Laing, who envisions pie-in-the-sky seismic systems as a hobby, was intrigued.

“I realized we could do something similar with seismic. In built-up areas, car traffic and other man-made noise contaminates the seismic signal; what if we used the contamination as the signal, however?”

Laing’s system, which he calls passive seismic imaging, or PSI, would require an innovative gathering device. “It would be a self-contained sensor with a transmitter to send data real-time. You could use the transmitter to locate the geophones.”

One potential use for PSI is in oilfield monitoring for steam injection. “4D seismic is just repeated 3D, but with PSI, you could do continuous imaging,” says Laing. “You have a built-in source of noise with the pumps.”

A major problem with PSI is the source of ambient noise. “Most seismic work in Alberta is done in the 10-80 Hz range,” he notes. “Ambient noise from natural sources, like earthquakes, is in the .01 to 10 Hz range. But wind noise, which is broad-band, might be more useful.”
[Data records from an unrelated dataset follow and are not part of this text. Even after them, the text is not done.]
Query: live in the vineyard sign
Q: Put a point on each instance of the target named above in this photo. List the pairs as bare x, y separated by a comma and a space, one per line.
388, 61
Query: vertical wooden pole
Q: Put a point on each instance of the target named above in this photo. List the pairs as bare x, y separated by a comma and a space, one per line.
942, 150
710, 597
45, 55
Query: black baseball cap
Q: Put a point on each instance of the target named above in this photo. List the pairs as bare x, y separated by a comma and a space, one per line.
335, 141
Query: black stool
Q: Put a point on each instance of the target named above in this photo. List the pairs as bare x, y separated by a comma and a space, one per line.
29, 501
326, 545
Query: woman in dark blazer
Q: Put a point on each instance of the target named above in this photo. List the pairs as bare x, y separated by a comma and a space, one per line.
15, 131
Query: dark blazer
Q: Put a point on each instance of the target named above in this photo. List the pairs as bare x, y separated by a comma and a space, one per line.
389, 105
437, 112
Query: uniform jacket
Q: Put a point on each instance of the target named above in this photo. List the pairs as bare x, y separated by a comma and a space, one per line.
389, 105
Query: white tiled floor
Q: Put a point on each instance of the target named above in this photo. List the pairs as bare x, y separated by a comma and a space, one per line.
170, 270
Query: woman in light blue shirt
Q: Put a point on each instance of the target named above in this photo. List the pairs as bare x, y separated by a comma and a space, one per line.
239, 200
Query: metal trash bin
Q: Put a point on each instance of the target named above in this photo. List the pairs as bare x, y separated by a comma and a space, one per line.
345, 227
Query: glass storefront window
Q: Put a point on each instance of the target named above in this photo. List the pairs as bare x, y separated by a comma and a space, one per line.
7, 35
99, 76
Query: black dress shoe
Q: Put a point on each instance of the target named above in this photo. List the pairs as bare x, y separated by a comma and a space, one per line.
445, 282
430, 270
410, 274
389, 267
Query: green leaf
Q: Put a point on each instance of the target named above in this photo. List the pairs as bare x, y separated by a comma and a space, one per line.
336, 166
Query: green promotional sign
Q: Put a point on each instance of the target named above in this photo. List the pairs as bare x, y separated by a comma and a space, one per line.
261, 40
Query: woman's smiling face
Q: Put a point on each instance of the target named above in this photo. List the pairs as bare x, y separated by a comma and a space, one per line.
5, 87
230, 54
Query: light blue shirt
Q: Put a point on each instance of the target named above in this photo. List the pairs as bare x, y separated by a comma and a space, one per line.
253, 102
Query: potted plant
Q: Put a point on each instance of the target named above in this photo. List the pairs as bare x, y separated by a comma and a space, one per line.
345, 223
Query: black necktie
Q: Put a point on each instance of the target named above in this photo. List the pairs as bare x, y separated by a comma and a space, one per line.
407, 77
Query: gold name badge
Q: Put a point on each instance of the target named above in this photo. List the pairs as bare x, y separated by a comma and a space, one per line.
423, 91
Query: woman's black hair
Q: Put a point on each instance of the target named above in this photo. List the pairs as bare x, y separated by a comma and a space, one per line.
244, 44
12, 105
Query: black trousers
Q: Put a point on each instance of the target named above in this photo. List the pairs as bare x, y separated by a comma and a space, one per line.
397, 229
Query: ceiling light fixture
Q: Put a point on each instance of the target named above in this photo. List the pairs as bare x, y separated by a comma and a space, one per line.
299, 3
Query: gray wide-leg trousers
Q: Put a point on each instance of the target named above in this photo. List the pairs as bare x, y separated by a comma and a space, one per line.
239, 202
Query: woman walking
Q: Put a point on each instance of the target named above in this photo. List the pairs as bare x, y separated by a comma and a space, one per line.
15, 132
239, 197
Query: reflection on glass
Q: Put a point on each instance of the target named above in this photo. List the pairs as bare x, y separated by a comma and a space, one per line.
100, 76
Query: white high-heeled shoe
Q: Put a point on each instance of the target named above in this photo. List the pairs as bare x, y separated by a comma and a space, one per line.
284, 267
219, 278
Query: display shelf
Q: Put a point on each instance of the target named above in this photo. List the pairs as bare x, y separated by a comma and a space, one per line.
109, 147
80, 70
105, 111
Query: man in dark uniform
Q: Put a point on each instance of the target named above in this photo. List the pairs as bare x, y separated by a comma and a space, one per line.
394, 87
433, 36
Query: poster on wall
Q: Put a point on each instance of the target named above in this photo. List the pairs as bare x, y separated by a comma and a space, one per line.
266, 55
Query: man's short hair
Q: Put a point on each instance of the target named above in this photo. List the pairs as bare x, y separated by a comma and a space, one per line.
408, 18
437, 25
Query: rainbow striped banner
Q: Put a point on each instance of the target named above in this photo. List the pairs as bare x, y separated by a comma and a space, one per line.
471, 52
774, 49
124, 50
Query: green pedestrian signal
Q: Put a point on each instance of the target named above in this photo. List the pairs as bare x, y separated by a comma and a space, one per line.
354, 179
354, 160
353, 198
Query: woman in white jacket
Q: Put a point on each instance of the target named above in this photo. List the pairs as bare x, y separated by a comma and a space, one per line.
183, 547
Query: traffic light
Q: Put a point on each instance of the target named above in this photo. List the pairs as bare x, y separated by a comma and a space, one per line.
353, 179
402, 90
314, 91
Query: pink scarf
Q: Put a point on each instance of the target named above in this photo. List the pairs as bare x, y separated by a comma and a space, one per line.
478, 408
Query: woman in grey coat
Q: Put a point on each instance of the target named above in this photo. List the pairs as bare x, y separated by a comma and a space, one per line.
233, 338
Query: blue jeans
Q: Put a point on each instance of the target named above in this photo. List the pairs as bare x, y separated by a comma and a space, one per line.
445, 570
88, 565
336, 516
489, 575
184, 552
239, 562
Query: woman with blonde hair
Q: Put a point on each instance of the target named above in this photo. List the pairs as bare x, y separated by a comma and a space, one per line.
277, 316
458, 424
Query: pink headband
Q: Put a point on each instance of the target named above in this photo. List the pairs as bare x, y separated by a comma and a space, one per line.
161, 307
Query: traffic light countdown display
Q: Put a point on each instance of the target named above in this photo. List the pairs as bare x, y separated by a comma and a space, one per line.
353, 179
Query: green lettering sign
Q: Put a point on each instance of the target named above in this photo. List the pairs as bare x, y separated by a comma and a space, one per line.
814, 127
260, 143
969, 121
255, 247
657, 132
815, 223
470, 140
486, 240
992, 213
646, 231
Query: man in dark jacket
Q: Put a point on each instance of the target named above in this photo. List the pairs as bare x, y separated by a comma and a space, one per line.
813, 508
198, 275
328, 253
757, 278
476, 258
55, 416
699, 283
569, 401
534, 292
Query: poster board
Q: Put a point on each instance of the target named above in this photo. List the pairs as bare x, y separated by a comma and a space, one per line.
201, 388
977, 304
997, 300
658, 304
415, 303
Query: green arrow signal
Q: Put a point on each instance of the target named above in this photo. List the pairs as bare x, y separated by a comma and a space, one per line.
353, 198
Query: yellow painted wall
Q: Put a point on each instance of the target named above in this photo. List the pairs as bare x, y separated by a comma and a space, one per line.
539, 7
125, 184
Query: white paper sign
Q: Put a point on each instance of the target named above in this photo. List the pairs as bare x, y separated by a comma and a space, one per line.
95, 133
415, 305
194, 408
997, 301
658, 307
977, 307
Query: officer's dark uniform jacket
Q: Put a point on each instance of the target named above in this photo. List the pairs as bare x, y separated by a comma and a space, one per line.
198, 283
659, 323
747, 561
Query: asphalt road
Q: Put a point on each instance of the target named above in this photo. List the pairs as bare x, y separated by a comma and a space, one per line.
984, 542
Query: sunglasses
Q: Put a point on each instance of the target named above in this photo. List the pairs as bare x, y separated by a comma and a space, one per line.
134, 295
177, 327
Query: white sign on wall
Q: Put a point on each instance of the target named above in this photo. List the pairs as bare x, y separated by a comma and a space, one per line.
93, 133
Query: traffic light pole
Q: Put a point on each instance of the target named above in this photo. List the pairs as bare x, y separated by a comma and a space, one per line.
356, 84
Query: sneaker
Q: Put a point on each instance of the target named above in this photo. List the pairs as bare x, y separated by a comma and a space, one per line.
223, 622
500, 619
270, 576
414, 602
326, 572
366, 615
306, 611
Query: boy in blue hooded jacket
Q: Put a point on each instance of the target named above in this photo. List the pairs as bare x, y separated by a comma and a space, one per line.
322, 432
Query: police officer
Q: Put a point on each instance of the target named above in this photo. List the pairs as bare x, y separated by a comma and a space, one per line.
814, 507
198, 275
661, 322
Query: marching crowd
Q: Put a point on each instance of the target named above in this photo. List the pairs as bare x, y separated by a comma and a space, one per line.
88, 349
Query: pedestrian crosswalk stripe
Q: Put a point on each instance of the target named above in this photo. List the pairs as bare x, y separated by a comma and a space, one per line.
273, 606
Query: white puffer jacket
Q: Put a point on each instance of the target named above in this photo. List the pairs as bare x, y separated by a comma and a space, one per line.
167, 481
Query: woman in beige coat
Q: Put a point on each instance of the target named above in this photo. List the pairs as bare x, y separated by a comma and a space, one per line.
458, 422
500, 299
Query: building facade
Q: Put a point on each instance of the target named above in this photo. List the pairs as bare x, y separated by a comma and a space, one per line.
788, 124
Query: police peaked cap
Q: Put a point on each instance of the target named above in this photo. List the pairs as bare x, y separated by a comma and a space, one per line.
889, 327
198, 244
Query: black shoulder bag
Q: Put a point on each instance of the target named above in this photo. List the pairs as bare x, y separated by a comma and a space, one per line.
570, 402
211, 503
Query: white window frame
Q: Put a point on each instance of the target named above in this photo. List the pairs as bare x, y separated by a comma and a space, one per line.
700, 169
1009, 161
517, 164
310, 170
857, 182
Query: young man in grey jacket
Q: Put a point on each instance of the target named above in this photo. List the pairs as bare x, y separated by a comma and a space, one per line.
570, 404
Another hurdle is that the hardware for PSI currently doesn’t exist. “You could probably take existing components and reconfigure them,” says Laing. “Solid state geophones are already happening, they’re coming off the lab bench.”

The biggest drawback, however, is the processing package, or lack thereof. “Because the information is in real-time, the software would have to be configured with running windows on the input and correlations on channel-to-channel.”

On the other hand, all that PSI would take to develop is time – and a lot of money. “If you’ve got $10 million, then I’m your man,” he jokes.